Якоб не хотел жить на открытом месте. Уж поскольку он создал свое жилище на краю пустынного болота, то пусть это место превратится в зеленый остров. Сейчас, когда снова настала пора цветения и роста, Якоб может испытывать радость от дел своих рук. Липы и вязы, которые он посадил по обе стороны конюшни, зеленеют так пышно, что любо смотреть. Пусть они оттуда, с нижней Россы, пялят глаза сколько душе угодно, они больше не увидят, чем тут занимаются и что делают.

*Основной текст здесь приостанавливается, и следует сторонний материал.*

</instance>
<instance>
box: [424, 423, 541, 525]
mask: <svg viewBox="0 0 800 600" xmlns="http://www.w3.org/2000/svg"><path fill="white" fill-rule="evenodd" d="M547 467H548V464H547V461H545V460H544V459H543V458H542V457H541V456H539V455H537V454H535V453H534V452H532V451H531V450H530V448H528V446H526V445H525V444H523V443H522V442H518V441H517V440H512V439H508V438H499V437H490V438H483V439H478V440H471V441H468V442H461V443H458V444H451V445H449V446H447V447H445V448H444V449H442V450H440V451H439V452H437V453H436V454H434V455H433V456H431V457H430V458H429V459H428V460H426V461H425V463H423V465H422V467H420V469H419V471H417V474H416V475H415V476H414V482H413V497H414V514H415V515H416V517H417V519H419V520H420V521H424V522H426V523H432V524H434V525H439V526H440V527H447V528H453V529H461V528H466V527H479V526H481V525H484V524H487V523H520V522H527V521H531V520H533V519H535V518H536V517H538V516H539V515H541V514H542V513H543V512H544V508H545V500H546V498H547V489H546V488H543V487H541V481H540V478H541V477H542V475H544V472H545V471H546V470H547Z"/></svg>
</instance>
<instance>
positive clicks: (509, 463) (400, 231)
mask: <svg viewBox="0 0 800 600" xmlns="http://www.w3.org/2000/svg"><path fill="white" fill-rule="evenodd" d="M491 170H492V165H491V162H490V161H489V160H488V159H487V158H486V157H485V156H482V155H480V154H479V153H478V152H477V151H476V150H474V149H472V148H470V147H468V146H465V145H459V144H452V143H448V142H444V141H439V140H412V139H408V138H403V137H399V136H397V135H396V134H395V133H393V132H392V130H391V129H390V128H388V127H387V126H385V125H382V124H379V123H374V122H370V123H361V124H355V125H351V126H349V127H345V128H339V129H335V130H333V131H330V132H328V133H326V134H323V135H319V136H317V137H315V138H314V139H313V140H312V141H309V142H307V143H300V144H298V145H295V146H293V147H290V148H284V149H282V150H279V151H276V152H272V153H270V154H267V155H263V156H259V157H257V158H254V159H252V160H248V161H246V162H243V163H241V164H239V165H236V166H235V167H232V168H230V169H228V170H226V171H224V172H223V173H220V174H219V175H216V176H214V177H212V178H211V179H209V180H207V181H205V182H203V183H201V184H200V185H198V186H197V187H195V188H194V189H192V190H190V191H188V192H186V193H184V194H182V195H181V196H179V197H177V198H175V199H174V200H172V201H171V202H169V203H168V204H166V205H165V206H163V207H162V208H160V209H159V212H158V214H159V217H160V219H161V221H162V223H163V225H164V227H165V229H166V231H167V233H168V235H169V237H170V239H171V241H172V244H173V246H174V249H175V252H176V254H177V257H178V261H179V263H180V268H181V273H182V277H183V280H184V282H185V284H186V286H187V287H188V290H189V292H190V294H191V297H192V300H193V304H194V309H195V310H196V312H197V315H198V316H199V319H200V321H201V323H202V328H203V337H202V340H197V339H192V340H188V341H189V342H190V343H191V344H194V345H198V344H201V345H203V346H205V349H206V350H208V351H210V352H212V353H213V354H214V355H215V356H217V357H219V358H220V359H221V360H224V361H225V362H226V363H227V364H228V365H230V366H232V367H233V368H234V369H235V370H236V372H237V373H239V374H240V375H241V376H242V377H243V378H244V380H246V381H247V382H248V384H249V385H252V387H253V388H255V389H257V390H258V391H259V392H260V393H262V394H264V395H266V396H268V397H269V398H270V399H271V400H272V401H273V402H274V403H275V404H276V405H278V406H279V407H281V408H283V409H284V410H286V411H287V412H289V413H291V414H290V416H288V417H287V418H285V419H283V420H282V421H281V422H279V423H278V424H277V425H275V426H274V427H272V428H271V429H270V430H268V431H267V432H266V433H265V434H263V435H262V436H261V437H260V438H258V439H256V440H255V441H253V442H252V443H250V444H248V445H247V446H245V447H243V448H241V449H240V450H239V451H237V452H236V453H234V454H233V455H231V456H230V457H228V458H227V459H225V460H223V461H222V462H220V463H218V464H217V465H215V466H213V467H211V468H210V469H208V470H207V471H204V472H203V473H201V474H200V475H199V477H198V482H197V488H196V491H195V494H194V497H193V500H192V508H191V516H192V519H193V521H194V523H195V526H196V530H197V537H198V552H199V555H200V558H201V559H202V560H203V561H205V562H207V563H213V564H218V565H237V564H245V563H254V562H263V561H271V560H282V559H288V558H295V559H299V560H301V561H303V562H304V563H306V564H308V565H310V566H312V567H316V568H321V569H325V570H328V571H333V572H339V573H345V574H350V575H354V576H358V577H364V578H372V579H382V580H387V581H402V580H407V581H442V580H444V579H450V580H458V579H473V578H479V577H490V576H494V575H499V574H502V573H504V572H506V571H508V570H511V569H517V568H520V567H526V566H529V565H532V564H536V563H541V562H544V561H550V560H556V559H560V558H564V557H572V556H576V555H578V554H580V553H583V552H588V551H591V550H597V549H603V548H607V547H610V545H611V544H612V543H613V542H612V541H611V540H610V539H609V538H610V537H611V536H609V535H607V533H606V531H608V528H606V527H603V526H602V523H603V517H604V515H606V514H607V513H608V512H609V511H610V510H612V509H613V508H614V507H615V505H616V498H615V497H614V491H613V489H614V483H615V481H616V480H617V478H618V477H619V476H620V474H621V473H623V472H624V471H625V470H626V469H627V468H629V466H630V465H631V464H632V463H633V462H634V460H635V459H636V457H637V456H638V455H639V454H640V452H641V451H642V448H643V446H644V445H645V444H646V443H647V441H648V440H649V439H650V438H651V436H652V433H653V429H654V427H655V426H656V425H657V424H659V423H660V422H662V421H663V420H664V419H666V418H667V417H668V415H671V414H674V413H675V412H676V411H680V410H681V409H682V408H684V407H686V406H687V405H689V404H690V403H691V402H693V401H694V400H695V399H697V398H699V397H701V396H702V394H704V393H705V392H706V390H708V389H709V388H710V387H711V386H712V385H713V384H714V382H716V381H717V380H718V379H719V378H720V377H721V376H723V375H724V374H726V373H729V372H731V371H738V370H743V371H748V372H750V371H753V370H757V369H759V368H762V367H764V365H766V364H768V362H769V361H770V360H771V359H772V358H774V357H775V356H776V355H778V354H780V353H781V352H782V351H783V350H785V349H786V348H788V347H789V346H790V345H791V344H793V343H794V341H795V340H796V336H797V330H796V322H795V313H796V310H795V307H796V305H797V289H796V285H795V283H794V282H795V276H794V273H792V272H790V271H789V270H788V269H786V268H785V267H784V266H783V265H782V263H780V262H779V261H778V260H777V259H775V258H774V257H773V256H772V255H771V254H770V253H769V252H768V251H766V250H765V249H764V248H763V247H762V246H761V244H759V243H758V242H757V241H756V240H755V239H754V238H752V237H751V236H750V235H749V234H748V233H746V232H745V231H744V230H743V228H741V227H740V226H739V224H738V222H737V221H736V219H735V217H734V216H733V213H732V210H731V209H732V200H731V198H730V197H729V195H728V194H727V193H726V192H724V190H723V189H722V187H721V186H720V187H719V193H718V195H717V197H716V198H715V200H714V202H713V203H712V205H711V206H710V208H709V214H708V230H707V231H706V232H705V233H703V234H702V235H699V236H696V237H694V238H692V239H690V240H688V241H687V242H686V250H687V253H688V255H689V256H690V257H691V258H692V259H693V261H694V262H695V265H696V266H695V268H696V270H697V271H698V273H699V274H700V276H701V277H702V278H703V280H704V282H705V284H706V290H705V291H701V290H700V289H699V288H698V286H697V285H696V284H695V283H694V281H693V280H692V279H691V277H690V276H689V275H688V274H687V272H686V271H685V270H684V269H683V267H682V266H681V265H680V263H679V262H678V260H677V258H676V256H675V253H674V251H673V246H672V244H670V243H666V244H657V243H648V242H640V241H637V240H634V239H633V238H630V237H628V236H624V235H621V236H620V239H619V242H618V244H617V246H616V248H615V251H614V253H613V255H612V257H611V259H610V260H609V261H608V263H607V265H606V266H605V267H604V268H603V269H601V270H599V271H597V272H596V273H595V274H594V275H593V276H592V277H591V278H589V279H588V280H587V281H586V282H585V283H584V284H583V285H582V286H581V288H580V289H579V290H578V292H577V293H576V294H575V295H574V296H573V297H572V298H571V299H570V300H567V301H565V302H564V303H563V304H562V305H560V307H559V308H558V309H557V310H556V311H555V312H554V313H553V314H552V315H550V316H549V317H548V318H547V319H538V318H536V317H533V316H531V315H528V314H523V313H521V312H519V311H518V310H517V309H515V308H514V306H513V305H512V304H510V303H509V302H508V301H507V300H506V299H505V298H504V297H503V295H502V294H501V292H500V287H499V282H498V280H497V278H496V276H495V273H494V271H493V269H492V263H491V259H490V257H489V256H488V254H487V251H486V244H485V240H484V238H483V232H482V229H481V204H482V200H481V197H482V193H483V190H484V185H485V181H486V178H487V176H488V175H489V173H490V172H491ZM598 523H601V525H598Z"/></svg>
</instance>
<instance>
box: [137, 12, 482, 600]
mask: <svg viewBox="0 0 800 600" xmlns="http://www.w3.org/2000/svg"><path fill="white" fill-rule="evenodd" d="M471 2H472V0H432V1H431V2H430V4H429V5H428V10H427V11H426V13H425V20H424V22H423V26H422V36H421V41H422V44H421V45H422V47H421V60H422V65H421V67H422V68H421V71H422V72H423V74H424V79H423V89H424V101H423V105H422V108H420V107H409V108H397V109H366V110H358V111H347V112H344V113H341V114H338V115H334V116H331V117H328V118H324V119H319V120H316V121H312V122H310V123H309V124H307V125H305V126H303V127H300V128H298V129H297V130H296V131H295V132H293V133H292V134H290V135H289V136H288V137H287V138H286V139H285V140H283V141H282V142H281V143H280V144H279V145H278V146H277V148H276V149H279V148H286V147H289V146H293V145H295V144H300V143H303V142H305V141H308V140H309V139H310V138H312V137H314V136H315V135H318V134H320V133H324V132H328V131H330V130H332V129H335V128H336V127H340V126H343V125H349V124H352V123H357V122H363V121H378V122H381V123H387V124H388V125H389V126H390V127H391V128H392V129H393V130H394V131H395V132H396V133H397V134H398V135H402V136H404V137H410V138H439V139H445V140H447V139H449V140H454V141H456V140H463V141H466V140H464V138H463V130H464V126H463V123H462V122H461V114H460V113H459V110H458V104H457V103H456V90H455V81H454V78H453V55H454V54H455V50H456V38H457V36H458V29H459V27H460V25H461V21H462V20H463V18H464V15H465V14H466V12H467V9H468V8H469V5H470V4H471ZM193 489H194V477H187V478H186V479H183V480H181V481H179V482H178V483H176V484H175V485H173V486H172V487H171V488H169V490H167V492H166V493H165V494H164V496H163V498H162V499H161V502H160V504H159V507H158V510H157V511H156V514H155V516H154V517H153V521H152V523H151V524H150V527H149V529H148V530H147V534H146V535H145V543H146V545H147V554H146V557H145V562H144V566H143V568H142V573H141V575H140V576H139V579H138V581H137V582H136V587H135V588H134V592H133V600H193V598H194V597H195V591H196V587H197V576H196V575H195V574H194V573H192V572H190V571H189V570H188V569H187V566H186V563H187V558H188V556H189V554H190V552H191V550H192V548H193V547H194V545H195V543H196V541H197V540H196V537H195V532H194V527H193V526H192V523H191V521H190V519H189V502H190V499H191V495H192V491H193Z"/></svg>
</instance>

И тем не менее Якоб не считает, что деревьев понатыкано в землю достаточно. Надо бы выкопать перед домом канавы. Если отвести воду, болото отодвинется от строений дальше. На новом берегу, созданном своими руками, Якоб посадит в ряд клены и ивы. Когда на болоте зимой засвистит метель, сугробы остановятся у живой изгороди.

Первая весна нового столетия наступила. И как бы он ни гнал от себя ребячливые мысли, в груди его теплилась надежда.

Жизнь должна обрести новый размах.

Настал час предприимчивых мужчин.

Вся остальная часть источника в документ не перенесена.